I’ve outlined where I think schools are. And I return to the question I asked at the start: are we getting the balance right? Do we want schools to have such extensive roles beyond education: as the community hub; as the triage point for support services and intervention; as the go-to solution for social problems; as the guardian of children’s waistlines?

And if we do, are we giving schools the tools and capacity to do those jobs well, and leaving them enough time and headspace for the core job of education?

The COVID crisis has stress-tested so many parts of our society, and education and social care are feeling that stress. As we look forward in hope of a better year ahead, I hope there will be time to consider these questions.

I know that some of my audience will see the impact of COVID as a reason why Ofsted shouldn’t return to school inspections for a while yet. And I know that school leaders have been looking for certainty. I’m expecting the government to make an announcement about this very soon, as it is ultimately their decision.

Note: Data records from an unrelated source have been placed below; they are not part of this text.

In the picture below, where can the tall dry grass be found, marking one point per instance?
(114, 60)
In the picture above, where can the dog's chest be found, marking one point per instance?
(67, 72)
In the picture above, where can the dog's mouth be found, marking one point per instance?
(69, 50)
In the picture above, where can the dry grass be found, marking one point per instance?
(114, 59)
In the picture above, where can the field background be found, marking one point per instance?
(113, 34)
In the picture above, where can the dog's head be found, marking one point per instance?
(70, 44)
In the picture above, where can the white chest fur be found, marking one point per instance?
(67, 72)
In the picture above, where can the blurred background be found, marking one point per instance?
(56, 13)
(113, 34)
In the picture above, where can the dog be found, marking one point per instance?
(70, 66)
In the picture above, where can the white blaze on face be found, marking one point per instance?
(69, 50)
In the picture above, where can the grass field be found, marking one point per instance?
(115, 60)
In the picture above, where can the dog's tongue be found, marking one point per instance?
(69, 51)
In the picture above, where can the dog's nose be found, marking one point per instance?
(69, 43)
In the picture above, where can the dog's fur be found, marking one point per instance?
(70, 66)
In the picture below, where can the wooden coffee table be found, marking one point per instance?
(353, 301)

But I’m not expecting us to be doing graded inspections from January. We need to take account of the national situation, and indeed we’ve always said that the timing of our return was under review, and also the form of our inspections. We do understand what teachers are going through. Though with such positive news about vaccines, we are all hoping for a return to some sense of normality not too far into 2021.

But I must remind you, we also know what children are going through. We owe it to them to have good provision for them, wherever they are. And where it isn’t, this needs to be known about.

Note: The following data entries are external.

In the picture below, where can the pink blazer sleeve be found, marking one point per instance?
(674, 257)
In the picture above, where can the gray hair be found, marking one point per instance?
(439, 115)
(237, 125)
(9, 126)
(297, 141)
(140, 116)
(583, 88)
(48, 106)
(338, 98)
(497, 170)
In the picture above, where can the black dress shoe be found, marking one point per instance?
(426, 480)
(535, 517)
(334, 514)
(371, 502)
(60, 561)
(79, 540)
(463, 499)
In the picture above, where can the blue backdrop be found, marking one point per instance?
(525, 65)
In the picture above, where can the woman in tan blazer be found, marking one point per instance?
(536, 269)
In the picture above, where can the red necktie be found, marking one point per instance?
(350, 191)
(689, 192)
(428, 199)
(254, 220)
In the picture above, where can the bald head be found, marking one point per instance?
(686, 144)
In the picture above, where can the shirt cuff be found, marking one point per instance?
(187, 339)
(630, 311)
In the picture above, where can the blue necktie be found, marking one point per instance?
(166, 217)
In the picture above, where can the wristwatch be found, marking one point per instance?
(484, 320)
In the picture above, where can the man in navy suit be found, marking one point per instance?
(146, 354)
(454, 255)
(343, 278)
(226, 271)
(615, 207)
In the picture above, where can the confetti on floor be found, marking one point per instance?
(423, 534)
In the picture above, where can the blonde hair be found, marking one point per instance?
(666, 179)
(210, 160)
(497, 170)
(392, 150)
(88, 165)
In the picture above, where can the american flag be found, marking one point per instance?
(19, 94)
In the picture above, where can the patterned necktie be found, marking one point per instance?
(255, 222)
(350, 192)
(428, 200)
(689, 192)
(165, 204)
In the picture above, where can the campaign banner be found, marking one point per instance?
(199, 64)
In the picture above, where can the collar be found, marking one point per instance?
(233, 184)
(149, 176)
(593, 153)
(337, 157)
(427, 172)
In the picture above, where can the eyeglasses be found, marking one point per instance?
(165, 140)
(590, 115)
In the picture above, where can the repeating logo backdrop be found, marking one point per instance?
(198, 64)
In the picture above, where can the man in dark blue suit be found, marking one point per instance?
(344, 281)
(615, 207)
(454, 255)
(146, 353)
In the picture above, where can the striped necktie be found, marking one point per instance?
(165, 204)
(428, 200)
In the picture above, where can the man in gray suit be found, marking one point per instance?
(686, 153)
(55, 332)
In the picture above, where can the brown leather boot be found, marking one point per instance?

The normal scrutiny within the system has been absent for a good while now, and it does need to be reintroduced next year – and that includes schools formerly covered by the outstanding exemption, now removed.

And of course, it also includes the other sectors we look at – all of which play such crucial roles in children’s lives: childminders, nurseries, colleges, children’s homes, fostering and adoption agencies – the list goes on. And older learners too, whether post-16 students or apprentices; adults looking to retrain; or prisoners wanting to transform their future through education. Our role for all of these is to raise standards and improve lives – and that’s why it’s important that we are able to return to our work next year.

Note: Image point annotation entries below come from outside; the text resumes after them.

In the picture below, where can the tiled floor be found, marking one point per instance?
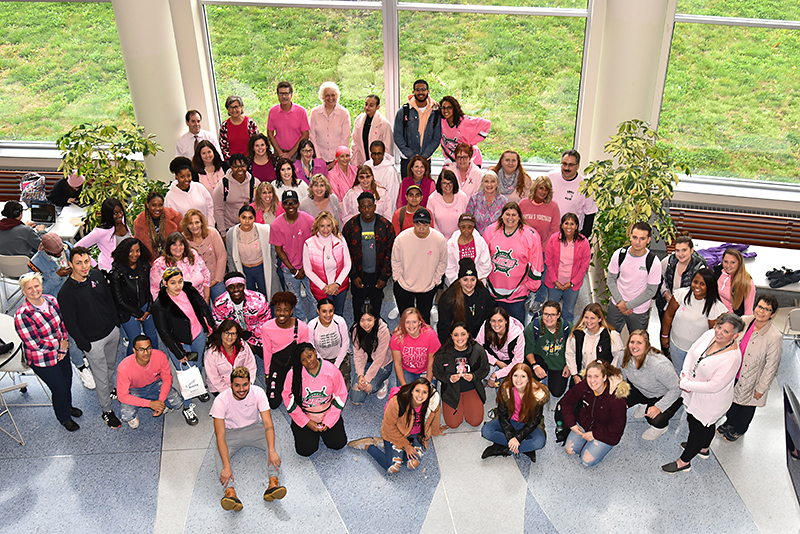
(161, 478)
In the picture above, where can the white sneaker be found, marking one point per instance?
(87, 378)
(384, 390)
(652, 433)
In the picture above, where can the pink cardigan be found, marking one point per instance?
(580, 261)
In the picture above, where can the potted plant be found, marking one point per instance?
(635, 185)
(108, 156)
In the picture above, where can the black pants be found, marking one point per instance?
(739, 417)
(700, 437)
(306, 441)
(369, 291)
(421, 301)
(661, 420)
(58, 378)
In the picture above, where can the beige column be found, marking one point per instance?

But when we do return, we will not be looking at the challenges of the first lockdown and we will not be expecting people to have performed miracles, but rather to have done their best in the circumstances. Because we all want to do what’s in children’s best interests.

Our autumn visits led us to a clear conclusion: keeping schools open is unbelievably important. I wholeheartedly support the government’s stance on this, through this second lockdown.

We must not deprive children of all that schools do and all that schools are. And if we are serious in that aim, we must carry on aiming for the same standards as before this virus arrived, though in the short term we all know that trade-offs must inevitably be made.

In this collective endeavour, we will play our part. We always remember that education should be about broadening minds and enriching communities and advancing civilisation: in short, about leaving the world a better place than we found it. We will carry on working to help preserve and promote the standards of education and care that this generation needs and has every right to expect.